The Trump administration did not invent this trend. The Biden administration laid substantial groundwork with chip export controls and the AI executive order. But the current administration has leaned into the national security framing harder and faster, and it is now producing situations like this one, where a San Francisco AI startup is being treated with the same regulatory seriousness as a defense contractor building submarine components.
The question nobody in Washington seems to want to answer out loud is where this ends. Every six months the frontier models get more capable. Are we going to slap export controls on every major model release indefinitely? What does a sustainable policy actually look like?
What This Means for the AI Industry
The practical effect for Anthropic's business is significant. Foreign companies that have been using Claude, Anthropic's commercially available model family, through the API will now have to determine whether Mythos 5 and Fable 5 fall under the licensing requirement and what that means for their operations. Compliance costs. Legal uncertainty. The general headache of operating at the intersection of a fast-moving technology and a slow-moving regulatory apparatus.
For the broader industry, this is a signal. If Anthropic, which has been meticulously careful about safety and government relations, can end up simultaneously Pentagon-blacklisted and Commerce-controlled, no frontier AI lab is safe from this kind of regulatory whiplash. OpenAI, Google DeepMind, Meta AI, all of them are watching this unfold and quietly calling their regulatory affairs teams.
The Dingo Take
Let's be honest about what the Trump administration has done here. They have constructed a policy position that manages to be maximally restrictive while being minimally coherent. Anthropic's best AI is too dangerous for America's enemies. Also too dangerous for America's military. The logical conclusion of this framework, if you follow it out, is that the technology should not exist at all, but nobody is saying that because the administration is also simultaneously claiming American AI dominance as a geopolitical victory. You cannot have all three of those positions at once.

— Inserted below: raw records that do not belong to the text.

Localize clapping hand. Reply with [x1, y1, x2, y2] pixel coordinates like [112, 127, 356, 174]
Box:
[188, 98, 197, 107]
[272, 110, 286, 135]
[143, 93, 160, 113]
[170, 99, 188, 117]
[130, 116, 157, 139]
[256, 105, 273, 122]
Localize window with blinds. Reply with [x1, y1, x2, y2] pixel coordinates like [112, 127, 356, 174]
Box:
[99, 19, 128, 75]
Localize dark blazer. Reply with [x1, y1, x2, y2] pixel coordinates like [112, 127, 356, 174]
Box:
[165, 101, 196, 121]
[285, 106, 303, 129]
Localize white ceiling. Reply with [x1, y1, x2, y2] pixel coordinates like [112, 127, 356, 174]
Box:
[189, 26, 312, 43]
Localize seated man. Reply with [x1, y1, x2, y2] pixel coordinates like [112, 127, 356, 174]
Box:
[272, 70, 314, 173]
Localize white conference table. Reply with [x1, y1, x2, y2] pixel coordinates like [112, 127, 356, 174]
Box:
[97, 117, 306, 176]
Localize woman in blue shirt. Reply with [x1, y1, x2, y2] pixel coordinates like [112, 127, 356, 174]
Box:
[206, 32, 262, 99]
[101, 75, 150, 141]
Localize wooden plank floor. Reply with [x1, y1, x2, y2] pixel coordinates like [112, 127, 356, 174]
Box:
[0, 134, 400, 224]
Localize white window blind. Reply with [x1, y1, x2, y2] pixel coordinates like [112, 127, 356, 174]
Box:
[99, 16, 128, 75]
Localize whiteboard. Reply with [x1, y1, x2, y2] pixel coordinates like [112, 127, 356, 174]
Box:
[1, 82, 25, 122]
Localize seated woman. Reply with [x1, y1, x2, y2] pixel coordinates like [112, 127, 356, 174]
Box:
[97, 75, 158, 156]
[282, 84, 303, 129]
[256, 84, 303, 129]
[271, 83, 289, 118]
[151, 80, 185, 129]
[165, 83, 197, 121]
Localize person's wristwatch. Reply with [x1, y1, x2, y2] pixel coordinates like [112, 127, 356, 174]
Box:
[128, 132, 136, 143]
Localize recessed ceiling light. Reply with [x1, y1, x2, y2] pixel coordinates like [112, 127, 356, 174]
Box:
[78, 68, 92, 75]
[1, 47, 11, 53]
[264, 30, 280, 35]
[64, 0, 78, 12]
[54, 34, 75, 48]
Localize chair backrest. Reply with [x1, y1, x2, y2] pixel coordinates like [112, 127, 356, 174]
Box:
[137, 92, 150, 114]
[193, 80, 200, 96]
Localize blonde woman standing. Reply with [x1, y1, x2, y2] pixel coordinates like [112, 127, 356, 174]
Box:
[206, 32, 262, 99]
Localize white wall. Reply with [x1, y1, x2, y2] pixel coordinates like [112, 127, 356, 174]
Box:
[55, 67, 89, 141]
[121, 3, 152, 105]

The deeper problem is that Washington is making up AI policy in real time, agency by agency, letter by letter, with no overarching framework that anyone has actually committed to. The Pentagon blacklist and the Commerce licensing regime appear to reflect entirely different threat assessments of the same technology, and the fact that nobody caught this contradiction before Lutnick sent his letter suggests the interagency coordination on AI policy is basically nonexistent. That is a genuinely scary thing when the stakes are this high.
Anthropological could be forgiven for feeling like they did everything right and got punished for it anyway. They built something powerful. They were transparent about it. They flagged the risks themselves, repeatedly, publicly, in writing. And the government's response has been to treat them like a problem to be contained. If that's the lesson the rest of Silicon Valley takes from this, the age of voluntary AI safety cooperation with Washington is going to be very short indeed.